My MERM IS at work so please forgive me for not having the page number available. But the graph is in the MERM (Reynolds Number to Coefficient of Drag). In order to calculate you need the Drag Force against the fluid, fluid velocity, face area of object to fluid and mass density of the fluid (for air at that temp).

In order to use the graph you have to calculate the Reynolds Number and also remember you only care about surface area (facing fluid force) so when you have various sizes you need to break each up individually so that you can calculate Cd for each section.


----------



## leekelley (Apr 3, 2015)

Mike, thanks for taking the time to reply!

Unfortunately, I'm not sure we're on the exact same page. There are indeed graphs in the MERM that you can find the Cd based on the Re and the Area FOR A GIVEN SHAPE. For example, disk, sphere... But, in this problem we are actually looking for the Drag Force (actually looking for the amount of HP it takes to overcome the drag force that you calculate). You are only given that it's a certain size car-top carrier with length, width, and height. You also know the speed of the air, but that is all.

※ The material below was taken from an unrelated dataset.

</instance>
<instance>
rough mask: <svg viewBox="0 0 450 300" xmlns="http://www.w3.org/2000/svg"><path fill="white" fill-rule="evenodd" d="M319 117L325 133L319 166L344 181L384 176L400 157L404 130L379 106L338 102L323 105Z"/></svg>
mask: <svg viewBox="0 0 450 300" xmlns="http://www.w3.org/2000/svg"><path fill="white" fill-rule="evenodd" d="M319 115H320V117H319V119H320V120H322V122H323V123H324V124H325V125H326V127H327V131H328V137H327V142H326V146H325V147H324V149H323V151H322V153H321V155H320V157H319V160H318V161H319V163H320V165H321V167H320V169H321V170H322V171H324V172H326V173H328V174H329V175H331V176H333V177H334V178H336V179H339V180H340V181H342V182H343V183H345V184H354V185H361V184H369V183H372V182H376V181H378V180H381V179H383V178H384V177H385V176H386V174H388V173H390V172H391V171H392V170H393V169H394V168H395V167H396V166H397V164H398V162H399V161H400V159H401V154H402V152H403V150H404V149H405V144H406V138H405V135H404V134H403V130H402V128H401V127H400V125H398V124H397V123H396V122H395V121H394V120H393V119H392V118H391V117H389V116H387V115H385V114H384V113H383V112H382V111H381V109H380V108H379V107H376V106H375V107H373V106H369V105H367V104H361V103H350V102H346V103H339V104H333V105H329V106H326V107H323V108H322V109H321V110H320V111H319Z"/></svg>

The solution referred to a graph where you would use the Re and the L/h ratio to find the Cd. That graph is nowhere to be found.


----------



## Ramnares P.E. (Apr 4, 2015)

Can you post more details about the problem? I looked at my Lindeburg PE practice exam and #28 on the morning session deals with static friction. Maybe we have different versions or are just looking at different problems.

Any additional information would help us to help you.


----------



## leekelley (Apr 4, 2015)

Absolutely! Here's the problem verbatim:

A 150 lbf cartoons carrier measures 51" long by 35" wide by 18" high. If a 3000 lbf car is driven at 65 mph into a 10 mph headwind, the added net motor power required when the carrier is used is most nearly:

I can solve the problem all but an ACCURATE estimate of the Cd, since no shape is given. I assumed a rectangular prism to be the shape, but in the solution... Well, you can read my original post to see what they did.

Thank you for your help!


----------



## leekelley (Apr 4, 2015)

Absolutely! Here's the problem verbatim:

A 150 lbf cartoons carrier measures 51" long by 35" wide by 18" high. If a 3000 lbf car is driven at 65 mph into a 10 mph headwind, the added net motor power required when the carrier is used is most nearly:

I can solve the problem all but an ACCURATE estimate of the Cd, since no shape is given. I assumed a rectangular prism to be the shape, but in the solution... Well, you can read my original post to see what they did.

Thank you for your help!


----------



## P-E (Apr 4, 2015)

Is this from the six min solutions book? I remember there being problems that needed tables that weren't in the merm. I ended up burning that book in a campfire in NH.


----------



## Ramnares P.E. (Apr 5, 2015)

Sorry for the late feedback. I found the problem, it's #24 in the morning session of Lindeburg. I agree with your method of solution.

The graph in the MERM (17.50 I believe) isn't applicable to this problem so I'm not sure why it is referenced. That graph is for elliptical discs etc.

I went back to my college Fluid Mechanics text which provides a graph for Cd based on shape and direction of flow. I would treat this as a rectangular body normal to flow which would give a Cd of 2, almost twice the value Lindeburg uses.

The exam should not have problems with this level of discrepancy and would not have answers within 10%.

I would treat this as an error by Lindeburg and simply move on.


----------



## leekelley (Apr 6, 2015)

Thank you so much, Ramnares! That's very good to hear! I would've used a Cd of 2 as well, so that makes me feel better. I will move on and not let it bother me.


----------



## Ramnares P.E. (Apr 6, 2015)

Good luck on the exam. If you have any further questions don't hesitate to post them here.


----------